Um ein Haar hätte ich Hannah verloren, die gerade scharf nach rechts abgebogen war und fast in der Menge verschwand, aber ich bekam es zum Glück noch rechtzeitig mit. Sofort war ich wieder an ihrer Seite und fragte sie - obwohl ich ihr eigentlich aufgrund der Lautstärke mehr ins Ohr schrie - etwas verwirrt: "Ist das hier immer so voll?"

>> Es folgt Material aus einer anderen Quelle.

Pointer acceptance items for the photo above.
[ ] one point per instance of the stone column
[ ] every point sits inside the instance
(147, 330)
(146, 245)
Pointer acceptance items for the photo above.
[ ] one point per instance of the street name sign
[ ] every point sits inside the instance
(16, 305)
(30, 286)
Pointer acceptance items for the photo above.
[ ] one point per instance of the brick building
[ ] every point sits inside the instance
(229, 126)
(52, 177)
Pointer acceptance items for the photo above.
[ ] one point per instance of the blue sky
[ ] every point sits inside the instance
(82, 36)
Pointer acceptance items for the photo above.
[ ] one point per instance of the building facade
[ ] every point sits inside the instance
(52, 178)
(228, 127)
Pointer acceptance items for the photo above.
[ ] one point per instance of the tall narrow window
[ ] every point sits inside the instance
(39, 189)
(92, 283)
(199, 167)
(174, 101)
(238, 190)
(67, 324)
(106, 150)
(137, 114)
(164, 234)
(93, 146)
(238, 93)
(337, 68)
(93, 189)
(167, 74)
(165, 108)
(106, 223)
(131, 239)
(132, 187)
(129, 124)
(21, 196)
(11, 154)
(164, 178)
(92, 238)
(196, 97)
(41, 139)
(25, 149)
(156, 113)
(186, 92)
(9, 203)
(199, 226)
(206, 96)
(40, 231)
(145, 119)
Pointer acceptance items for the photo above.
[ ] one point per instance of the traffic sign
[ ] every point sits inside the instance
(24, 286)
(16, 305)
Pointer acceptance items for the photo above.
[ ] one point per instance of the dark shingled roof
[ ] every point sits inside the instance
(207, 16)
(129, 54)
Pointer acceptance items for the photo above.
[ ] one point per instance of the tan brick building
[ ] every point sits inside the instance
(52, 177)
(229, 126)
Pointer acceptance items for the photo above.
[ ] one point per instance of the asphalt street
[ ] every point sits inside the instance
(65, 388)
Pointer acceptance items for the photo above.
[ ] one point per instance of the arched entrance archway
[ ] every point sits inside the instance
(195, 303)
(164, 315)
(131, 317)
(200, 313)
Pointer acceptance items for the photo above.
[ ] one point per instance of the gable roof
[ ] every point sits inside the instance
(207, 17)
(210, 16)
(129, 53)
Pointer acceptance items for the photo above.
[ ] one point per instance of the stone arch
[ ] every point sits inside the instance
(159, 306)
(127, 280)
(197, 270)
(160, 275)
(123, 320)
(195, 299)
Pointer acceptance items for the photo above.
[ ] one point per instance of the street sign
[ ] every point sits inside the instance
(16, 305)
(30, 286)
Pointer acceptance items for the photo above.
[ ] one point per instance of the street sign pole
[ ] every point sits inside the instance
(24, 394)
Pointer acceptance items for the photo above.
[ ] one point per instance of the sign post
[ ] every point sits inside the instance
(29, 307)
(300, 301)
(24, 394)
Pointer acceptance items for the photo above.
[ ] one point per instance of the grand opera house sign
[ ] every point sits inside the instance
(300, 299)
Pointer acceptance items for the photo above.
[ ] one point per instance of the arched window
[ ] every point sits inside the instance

"Nee, eigentlich nicht so schlimm", antwortete sie und schenkte mir ein Lächeln, "ist bestimmt nur wegen dem ersten Schultag."

Dann rannte sie auf einmal los und ich blieb erneut ein Stück zurück. Ich folgte ihr mit meinem Blick und erkannte sofort ihr Ziel. Sie umarmte gerade schwungvoll einen großen Jungen und danach ein kleineres Mädchen mit schwarzen Haaren. Die beiden sahen auf den ersten Blick echt nett aus und anscheinend waren es gute Freunde von Hannah.

Dann drehte sich Hannah zu mir um und lächelte mich an. Sie winkte mich mit ihrer Hand zu sich und ich schloss die letzten Meter zu ihr auf.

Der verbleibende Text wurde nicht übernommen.